People all over the world were at best inconvenienced, and at worst suffered true hardships as computer systems were knocked out all over the world, halting entire processes. The very security we look to for protection, ironically, was the source of this failure (by accident of course), exposing a truly stunning level of concentration in our system dependence.
It’s hard to look at events like this for positives, and yet as leaders we must see this as the wakeup call it is: presenting the need for far greater digital resilience.
No single point of failure should be able to paralyze nearly 10 million systems globally—to this end we must have greater diversity in the systems at use, more redundancies and fallback capacities, and better crisis preparedness.
Security, to be fair, is a balancing act in most every way, weighing constant threats and an urgent need for speed against the time required for proper testing, diligence, and documentation.
To my mind, the flaw most exposed by the CrowdStrike incident is how such an error could slip through all checks and propagate throughout the word’s systems unseen, until it was too late.
Today I want to consider automation in software testing in this light: focusing on its capacity to improve our resilience. Current advances make this not only possible, I believe, but essential.
Automation Innovations in Software Testing
Testing automation has long been a fundamental part of software development.
So it should be no surprise that AI and ML adoption has also been swift by most measures, with some 3/4 of surveyed companies at least experimenting with AI automation in testing, according to numerous sources. (Examples include: LambdaTest reporting 78%, Test Guild 76%.)
Given the natural fit, this number is certain to rise.
But less at issue is how many are using AI in some capacity, and more how they are using it. And if it is helping to increase coverage and efficiency.
Generative AI solutions are not yet reliable enough to replace humans as gatekeepers for quality, and must be implemented wisely, but they can already do numerous things which can help to this end, including taking on testing-adjacent tasks like:
- Automatic test case generation
- Smarter test data that’s more realistic (a classic bottleneck)
- Failure prediction, using historical models
- Prioritizing testing areas by risk, history, and activity
- Optimizing the testing workflow
- Analyzing root causes and patterns
This kind of AI-powered QA testing assistance is possible right now.

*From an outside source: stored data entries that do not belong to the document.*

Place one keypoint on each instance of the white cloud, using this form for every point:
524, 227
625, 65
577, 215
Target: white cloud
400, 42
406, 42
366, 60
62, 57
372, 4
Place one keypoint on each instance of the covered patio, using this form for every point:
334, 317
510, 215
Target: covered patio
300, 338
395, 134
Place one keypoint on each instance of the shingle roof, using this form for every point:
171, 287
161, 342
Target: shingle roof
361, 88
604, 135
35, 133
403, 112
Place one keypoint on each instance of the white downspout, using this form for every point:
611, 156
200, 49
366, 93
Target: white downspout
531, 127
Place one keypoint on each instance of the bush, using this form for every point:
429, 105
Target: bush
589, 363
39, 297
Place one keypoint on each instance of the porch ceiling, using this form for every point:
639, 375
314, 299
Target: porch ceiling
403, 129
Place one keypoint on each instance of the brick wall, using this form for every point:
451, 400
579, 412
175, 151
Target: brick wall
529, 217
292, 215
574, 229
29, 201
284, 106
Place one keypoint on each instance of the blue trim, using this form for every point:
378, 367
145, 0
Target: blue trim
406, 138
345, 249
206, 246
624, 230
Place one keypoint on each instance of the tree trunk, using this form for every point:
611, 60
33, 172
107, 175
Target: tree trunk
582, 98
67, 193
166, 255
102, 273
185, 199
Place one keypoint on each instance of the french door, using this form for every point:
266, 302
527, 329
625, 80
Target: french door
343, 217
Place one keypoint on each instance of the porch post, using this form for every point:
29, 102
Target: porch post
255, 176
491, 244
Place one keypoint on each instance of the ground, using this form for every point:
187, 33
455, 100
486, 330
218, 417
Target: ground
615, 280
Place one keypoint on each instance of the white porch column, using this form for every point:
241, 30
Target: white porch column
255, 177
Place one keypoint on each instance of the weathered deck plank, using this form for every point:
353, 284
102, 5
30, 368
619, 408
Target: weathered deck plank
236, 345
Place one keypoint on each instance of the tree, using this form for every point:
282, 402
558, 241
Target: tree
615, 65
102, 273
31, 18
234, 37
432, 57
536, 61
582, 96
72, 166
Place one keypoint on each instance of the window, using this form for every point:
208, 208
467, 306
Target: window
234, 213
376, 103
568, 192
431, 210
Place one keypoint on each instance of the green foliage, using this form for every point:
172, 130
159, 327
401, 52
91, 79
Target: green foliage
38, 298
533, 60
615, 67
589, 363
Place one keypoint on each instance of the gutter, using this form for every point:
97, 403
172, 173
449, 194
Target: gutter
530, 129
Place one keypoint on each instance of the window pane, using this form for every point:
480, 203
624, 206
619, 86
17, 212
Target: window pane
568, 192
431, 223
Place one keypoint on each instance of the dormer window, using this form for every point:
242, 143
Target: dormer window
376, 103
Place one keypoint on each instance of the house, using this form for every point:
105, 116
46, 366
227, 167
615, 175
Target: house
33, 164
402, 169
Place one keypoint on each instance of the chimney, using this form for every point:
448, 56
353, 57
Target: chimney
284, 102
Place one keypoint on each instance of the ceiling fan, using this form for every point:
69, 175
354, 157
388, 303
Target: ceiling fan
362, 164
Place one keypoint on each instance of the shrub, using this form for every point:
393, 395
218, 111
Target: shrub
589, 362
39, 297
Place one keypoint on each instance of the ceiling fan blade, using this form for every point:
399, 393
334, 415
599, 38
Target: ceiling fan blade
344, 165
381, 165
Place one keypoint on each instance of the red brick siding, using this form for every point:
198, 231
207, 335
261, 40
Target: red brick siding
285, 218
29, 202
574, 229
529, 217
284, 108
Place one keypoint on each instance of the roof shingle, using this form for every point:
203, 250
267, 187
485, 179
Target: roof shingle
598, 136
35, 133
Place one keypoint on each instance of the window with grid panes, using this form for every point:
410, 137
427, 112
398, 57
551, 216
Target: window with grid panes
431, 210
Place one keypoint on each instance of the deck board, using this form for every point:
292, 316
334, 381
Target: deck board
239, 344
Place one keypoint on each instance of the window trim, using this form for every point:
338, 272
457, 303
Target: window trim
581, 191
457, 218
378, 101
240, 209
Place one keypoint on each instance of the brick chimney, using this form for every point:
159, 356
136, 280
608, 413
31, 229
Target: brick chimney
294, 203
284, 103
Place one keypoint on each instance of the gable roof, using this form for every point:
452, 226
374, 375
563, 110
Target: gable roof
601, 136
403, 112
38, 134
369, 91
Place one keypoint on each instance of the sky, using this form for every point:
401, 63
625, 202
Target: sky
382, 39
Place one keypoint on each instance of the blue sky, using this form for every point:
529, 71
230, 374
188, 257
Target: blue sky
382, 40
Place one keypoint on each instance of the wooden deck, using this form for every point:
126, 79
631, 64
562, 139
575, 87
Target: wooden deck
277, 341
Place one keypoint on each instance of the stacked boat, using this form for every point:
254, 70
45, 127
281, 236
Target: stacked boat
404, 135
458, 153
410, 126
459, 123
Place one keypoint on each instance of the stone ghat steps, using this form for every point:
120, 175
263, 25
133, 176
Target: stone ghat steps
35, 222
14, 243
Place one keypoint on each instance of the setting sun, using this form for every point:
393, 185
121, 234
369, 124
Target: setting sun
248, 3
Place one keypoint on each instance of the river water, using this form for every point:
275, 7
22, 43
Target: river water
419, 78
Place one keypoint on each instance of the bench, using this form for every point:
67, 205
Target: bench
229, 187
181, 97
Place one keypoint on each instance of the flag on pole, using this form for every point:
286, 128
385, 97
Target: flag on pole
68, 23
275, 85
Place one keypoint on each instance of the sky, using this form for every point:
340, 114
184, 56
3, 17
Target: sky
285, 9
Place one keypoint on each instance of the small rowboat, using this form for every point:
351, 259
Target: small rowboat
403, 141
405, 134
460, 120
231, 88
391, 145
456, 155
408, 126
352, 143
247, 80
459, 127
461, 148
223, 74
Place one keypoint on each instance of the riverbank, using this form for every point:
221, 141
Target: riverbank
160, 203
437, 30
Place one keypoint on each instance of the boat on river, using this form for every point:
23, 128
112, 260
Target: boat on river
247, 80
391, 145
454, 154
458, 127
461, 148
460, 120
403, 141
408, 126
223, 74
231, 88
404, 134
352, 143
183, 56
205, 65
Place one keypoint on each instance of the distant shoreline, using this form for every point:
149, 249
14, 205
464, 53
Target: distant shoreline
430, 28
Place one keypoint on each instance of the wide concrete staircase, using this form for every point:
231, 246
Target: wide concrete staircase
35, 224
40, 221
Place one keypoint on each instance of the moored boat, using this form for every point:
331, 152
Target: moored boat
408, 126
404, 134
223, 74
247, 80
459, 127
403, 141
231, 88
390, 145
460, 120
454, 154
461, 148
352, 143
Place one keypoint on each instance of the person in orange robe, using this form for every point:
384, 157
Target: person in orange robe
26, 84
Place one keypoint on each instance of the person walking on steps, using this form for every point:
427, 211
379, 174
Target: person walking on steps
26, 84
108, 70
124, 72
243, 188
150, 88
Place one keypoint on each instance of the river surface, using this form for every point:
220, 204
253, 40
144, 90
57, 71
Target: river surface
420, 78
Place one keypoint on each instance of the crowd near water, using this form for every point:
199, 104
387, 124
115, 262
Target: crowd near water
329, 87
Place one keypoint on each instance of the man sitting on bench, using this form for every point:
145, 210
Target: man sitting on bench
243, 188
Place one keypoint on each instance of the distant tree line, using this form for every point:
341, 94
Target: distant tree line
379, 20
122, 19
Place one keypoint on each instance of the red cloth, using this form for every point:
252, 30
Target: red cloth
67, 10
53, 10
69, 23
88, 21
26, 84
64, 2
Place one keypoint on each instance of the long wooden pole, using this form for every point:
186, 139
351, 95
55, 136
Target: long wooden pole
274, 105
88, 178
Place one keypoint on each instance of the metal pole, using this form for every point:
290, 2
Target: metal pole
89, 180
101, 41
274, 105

Gartner predicts that by 2025, AI innovations in testing will reduce the time required by as much as 70%, and this must mean both increased coverage in what gets tested (with more continuous testing, and earlier in-cycle), as well as a shift in the nature of the QA role overall.
As AI testing continues to improve, it will move increasingly earlier in the process, with a capacity to run tirelessly, around the clock, and in parallel, bolstering the DevOps goal of true CI/CD.
Looking into the future of QA testing with AI, it’s easy to see today’s testers able to focus more on strategy, becoming more involved throughout development, and as a result improving the ultimate testing quality as well as efficiency.
Automated solutions should be addressing bottlenecks in human testing, and providing additional levels of verification, but they cannot replace human testers. In fact, human oversight in this area will persist for some time, as the stakes, evidenced in the CrowdStrike event, are simply too high.
I’ve written about AIOps, which can translate your operations data into actionable insights with improved detection and response, and these advances can also provide greater AI-driven resilience in your testing, with more clarity on your entire workflow.
What Happened to Our Digital Resilience?
The ability to stand up to, and bounce back from, adverse events, be it fluctuations in traffic, cyber attacks, or hardware and software failures, is absolutely critical in 2024.
We only continue to see increases in cybercrime alongside a growing dependence on our systems, making failures ever more dangerous.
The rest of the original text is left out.